L’ancienne méthode de mesure de la masse des particules (PM) n’était plus suffisante pour déterminer avec précision la teneur en particules des gaz d’échappement. Le passage à la mesure du nombre de particules (PN) a permis d’obtenir une sensibilité 1000 fois supérieure lors de la détermination des particules présentes dans les gaz d’échappement. Cette méthode a permis de démontrer l’utilité considérable du filtre à particules, notamment en ce qui concerne les nanoparticules, susceptibles de passer dans le sang. Les laboratoires de mesure qui souhaitaient prendre en charge des mandats de l’OFEFP ou de la Suva ont donc dû s’équiper de nouveaux systèmes de mesure et contribuer également à l’élaboration des procédures de mesure.

Taux de filtration de 99,9% – pas d’émissions secondaires

Le laboratoire de contrôle des gaz d’échappement de Bienne, sous la direction du Dr Jan Czerwinski, a très vite joué un rôle central dans l’introduction du filtre à particules en Suisse. Il a tout d’abord fallu mettre au point un test de conformité et d’homologation des nouveaux systèmes de filtre à particules, car seuls ceux répondant à la norme «Best Available Technologie (BAT)» devaient être utilisés. Cela correspondait à un taux de filtration d’au moins 98%. Aujourd’hui, soit 20 ans plus tard, la norme pour le taux de séparation atteint le facteur 1000. Ainsi, le taux de filtration ou d’efficacité s’élève à 99,9%. Les nouveaux systèmes de filtres à particules doivent également être soumis à un test de longue durée. La séparation des particules ne doit pas diminuer sensiblement avec le vieillissement.

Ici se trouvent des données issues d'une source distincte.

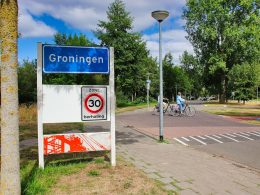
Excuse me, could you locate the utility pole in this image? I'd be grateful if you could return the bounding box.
[146,72,151,110]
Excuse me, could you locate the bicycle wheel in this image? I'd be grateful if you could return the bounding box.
[185,106,196,116]
[152,106,160,115]
[169,105,180,116]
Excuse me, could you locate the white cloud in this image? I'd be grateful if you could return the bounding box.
[18,10,56,37]
[143,30,193,64]
[19,0,185,31]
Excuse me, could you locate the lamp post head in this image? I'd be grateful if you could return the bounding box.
[152,10,169,22]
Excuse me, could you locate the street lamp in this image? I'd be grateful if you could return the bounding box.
[152,10,169,141]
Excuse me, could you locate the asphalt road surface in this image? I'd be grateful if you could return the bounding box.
[117,110,260,170]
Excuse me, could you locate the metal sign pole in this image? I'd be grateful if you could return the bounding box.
[37,43,44,168]
[109,47,116,166]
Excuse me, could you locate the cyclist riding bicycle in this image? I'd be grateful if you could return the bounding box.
[176,92,185,113]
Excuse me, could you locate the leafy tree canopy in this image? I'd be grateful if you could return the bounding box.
[95,0,157,99]
[183,0,260,102]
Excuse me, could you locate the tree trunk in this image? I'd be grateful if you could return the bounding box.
[0,0,21,195]
[219,73,226,104]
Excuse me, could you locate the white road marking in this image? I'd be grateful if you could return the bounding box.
[226,133,236,137]
[197,135,206,139]
[221,134,239,142]
[234,133,254,140]
[240,132,250,136]
[189,136,207,145]
[212,135,221,139]
[254,131,260,135]
[173,138,188,146]
[181,137,190,142]
[247,132,260,137]
[204,135,223,144]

Enfin, les systèmes devaient également être examinés pour détecter d’éventuelles «émissions secondaires» nouvellement formées. Dans le filtre à particules en tant que réacteur chimique, on peut s’attendre, selon les substances catalytiques utilisées, à la formation de nouveaux composés chimiques, voire de dioxines dans les cas extrêmes. Ces dernières devaient être exclues avec une entière certitude. En vérifiant l’absence de telles émissions secondaires, Jan Czerwinski et l’équipe du département des Advanced Analytical Technologies de l’EMPA de Dübendorf se sont fait un nom dans le monde entier. À ce jour, plus de 70 nouveaux systèmes de filtres à particules ont passé avec succès ce test de conformité étendu. Cela a donné lieu à plus de 200 articles scientifiques, en collaboration avec le bureau d’ingénieurs TTM, les universités de Berne et de Fribourg, l’EMPA et l’EPF.

Texte: Max Wyser, l’auteur, a été responsable à l’OFEFP de l’introduction du filtre à particules dans les machines de chantier en Suisse.